Sulla vicenda della sedicenne uccisa e bruciata a Corigliano Calabro, Francesca Chaouqui ha scritto una lettera al Corriere della Sera in cui, dopo avere precisato di essere nata in un paese vicino al luogo teatro della tragedia, mette in evidenza la visione maschilista a suo dire predominante nella propria terra d’origine «nonostante la Calabria – dice – sia una terra matriarcale». Chaouqui parla del rapporto uomo-donna come di «un binomio di mondi paralleli che non si trovano mai». E attacca: «Dalle nostre parti si fa voto a San Francesco di Paola per avere un maschio, in Calabria tutte le donne vogliono un figlio maschio, ancora oggi. Se nasci femmina la tua stessa venuta al mondo disattende la volontà di chi dovrebbe amarti incondizionatamente ma nonostante questo la Calabria è una terra matriarcale, sono le madri a indirizzare le famiglie, a aiutare i figli nelle scelte e anzi spesso a decidere per loro».

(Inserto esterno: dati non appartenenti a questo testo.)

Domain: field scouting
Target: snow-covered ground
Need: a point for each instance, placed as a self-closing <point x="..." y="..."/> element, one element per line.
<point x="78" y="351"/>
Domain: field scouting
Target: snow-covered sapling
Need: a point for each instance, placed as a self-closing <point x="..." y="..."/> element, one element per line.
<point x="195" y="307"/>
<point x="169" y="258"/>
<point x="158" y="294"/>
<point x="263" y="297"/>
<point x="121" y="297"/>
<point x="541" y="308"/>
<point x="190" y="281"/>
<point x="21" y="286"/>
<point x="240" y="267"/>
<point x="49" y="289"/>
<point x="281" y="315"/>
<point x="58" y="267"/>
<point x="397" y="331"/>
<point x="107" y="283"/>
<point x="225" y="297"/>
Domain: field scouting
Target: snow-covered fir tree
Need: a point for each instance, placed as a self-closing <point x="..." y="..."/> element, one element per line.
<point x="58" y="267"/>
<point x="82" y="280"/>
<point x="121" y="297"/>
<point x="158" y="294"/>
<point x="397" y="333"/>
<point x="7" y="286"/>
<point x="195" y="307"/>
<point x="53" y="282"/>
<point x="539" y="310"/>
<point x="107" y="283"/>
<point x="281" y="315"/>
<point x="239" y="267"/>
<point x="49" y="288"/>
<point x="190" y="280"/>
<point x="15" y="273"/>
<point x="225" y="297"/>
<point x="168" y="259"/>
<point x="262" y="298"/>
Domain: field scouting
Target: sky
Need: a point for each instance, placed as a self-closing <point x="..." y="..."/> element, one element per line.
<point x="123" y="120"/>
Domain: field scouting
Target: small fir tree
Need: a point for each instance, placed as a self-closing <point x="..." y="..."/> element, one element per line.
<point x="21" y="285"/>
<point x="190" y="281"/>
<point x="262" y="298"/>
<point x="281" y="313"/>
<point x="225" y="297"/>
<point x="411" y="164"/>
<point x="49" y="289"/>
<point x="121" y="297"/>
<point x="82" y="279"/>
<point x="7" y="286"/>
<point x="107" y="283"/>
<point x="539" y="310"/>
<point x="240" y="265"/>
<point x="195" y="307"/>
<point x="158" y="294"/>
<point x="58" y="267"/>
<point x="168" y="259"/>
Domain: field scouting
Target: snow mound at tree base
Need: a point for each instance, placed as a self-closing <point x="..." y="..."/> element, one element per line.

E’ un’immagine deprimente, quella che appare dalla lettera pubblicata sul Corriere della sera: «Fabiana è cresciuta come tutte noi, sentendosi dire cittu ca tu si fimmina, non su così pi tia, fai silenzio, sei una donna non sono cose per te. Davide sarà cresciuto aspettando il suo battesimo del fuoco, la prima volta, quella che ti fa entrare al bar spavaldo a dire mo sugnu n’uomminu, ora sono un uomo, come se bastasse questo per essere cresciuto e aver trovato un ruolo in quella società».
Parole che hanno suscitato reazioni indignate in rete. «Per come conosco la Calabria – aggiunge Renate Siebert – devo dedurre che chi sostiene queste tesi è sostanzialmente razzista. Per questo non condivido che si possa parlare di specificità calabrese».